2. Vascular Dementia (Multi-infarct Dementia):
- Due to multiple small strokes or chronic cerebral ischaemia.
- More common in individuals with hypertension, diabetes, or cardiovascular disease.
3. Lewy Body Dementia:
- Caused by abnormal deposits of alpha-synuclein (Lewy bodies) in the brain.
- Features visual hallucinations, fluctuating cognition, and Parkinsonian features.
4. Frontotemporal Dementia (FTD):
- Affects the frontal and temporal lobes.
- Leads to personality changes, disinhibition, and loss of executive function.
5. Other Causes:
- Normal pressure hydrocephalus.
- Chronic alcohol use (Korsakoff syndrome).
- Prion diseases (e.g., Creutzfeldt-Jakob disease).
- Parkinson’s disease dementia.
Pathophysiology
- Neurodegeneration leads to progressive loss of neurons and synapses.
- Accumulation of toxic proteins (beta-amyloid, tau, alpha-synuclein) disrupts neuronal function.
- Chronic ischaemia in vascular dementia results in white matter damage and cognitive decline.
Risk factors
- Advancing age.
- Family history of dementia.
- Hypertension, diabetes, and hyperlipidaemia.
- Smoking and excessive alcohol use.
- Head trauma.
- Low physical and cognitive activity.
Signs and symptoms
Early Symptoms:
- Memory loss (short term memory affected first).
- Difficulty finding words.
- Impaired problem solving.
- Disorientation (time, place, person).
Moderate to Severe Symptoms:
- Loss of ability to perform daily activities.
- Behavioural changes (aggression, apathy).
- Hallucinations (common in Lewy body dementia).
- Gait disturbances (vascular dementia, Parkinson’s dementia).
Investigations
- Cognitive Assessment:
- Mini Mental State Examination (MMSE).
- Montreal Cognitive Assessment (MoCA), this is preferred for early dementia.
- Blood tests:
- Full blood count (rule out anaemia).
- Thyroid function tests (rule out hypothyroidism).
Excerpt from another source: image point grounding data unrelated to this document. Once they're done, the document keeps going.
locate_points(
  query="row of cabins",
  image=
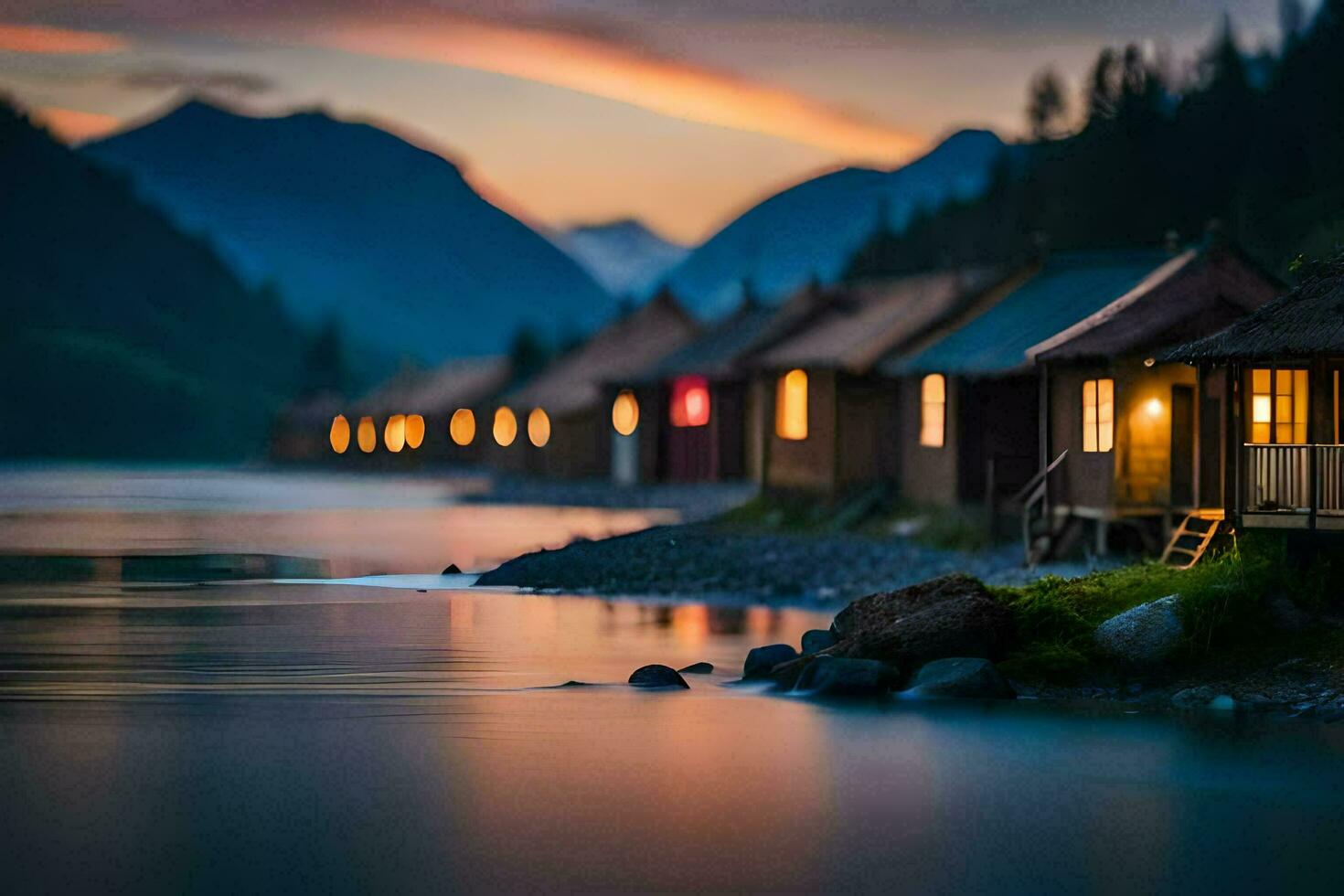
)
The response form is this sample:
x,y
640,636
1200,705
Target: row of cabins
x,y
1055,389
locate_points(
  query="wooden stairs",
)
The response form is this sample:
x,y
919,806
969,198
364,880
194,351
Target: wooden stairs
x,y
1192,538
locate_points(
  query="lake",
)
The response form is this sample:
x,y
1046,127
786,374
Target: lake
x,y
165,736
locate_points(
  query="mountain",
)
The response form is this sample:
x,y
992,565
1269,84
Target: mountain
x,y
812,229
623,255
349,220
123,337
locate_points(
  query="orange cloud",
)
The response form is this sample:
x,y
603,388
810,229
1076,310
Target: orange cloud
x,y
74,126
613,71
20,37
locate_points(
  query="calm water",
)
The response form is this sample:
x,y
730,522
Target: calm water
x,y
249,736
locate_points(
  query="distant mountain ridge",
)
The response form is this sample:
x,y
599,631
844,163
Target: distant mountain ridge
x,y
349,220
623,255
123,337
815,228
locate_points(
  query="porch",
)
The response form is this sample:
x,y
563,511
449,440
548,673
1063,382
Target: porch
x,y
1293,486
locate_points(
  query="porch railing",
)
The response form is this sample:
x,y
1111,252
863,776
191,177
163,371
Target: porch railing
x,y
1295,478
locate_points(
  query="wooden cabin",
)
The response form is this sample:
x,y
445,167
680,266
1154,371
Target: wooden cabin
x,y
563,418
971,429
829,417
1280,371
700,414
1125,426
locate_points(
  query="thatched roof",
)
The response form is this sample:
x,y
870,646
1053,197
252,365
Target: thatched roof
x,y
1197,293
1309,320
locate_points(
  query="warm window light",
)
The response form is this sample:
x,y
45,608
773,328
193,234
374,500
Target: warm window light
x,y
340,434
368,435
461,429
933,410
414,430
1278,406
394,432
1100,415
791,406
625,412
689,402
538,427
506,426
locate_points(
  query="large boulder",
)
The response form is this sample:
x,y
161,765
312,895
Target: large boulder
x,y
817,640
657,676
837,676
761,661
1143,635
961,677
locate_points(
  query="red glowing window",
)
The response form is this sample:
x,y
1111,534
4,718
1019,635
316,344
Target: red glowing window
x,y
689,400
- Vitamin B12 and folate (rule out deficiency related cognitive impairment).
- HbA1c, lipid profile (assess vascular risk factors).
- Imaging:
- CT or MRI brain (assess for strokes, atrophy, or hydrocephalus).
- SPECT or PET scans (functional imaging in unclear cases).
Management
1. Lifestyle Modifications:
- Encourage physical and cognitive activity.
- Manage cardiovascular risk factors (hypertension, diabetes, cholesterol).
- Healthy diet (Mediterranean diet shown to be protective).
- Smoking cessation and alcohol moderation.
2. Pharmacological Management:
For Alzheimer’s Disease:
- Acetylcholinesterase inhibitors: donepezil, rivastigmine, galantamine (used in mild-moderate disease).
- NMDA receptor antagonist: memantine (used in moderate-severe cases).
For Vascular Dementia:
- Optimisation of vascular risk factors (e.g., blood pressure, diabetes control).
- Antiplatelets if indicated (e.g., aspirin or clopidogrel).
For Lewy Body Dementia:
- Acetylcholinesterase inhibitors (e.g., rivastigmine).
- AVOID typical antipsychotics as they worsen symptoms.
For Frontotemporal Dementia:
- Currently no disease-modifying treatments; symptomatic management.
3. Psychological and Social Support:
- Referral to memory clinics.
- Support for carers (education, respite services).
- Environmental modifications (e.g., fall prevention, labelling household items).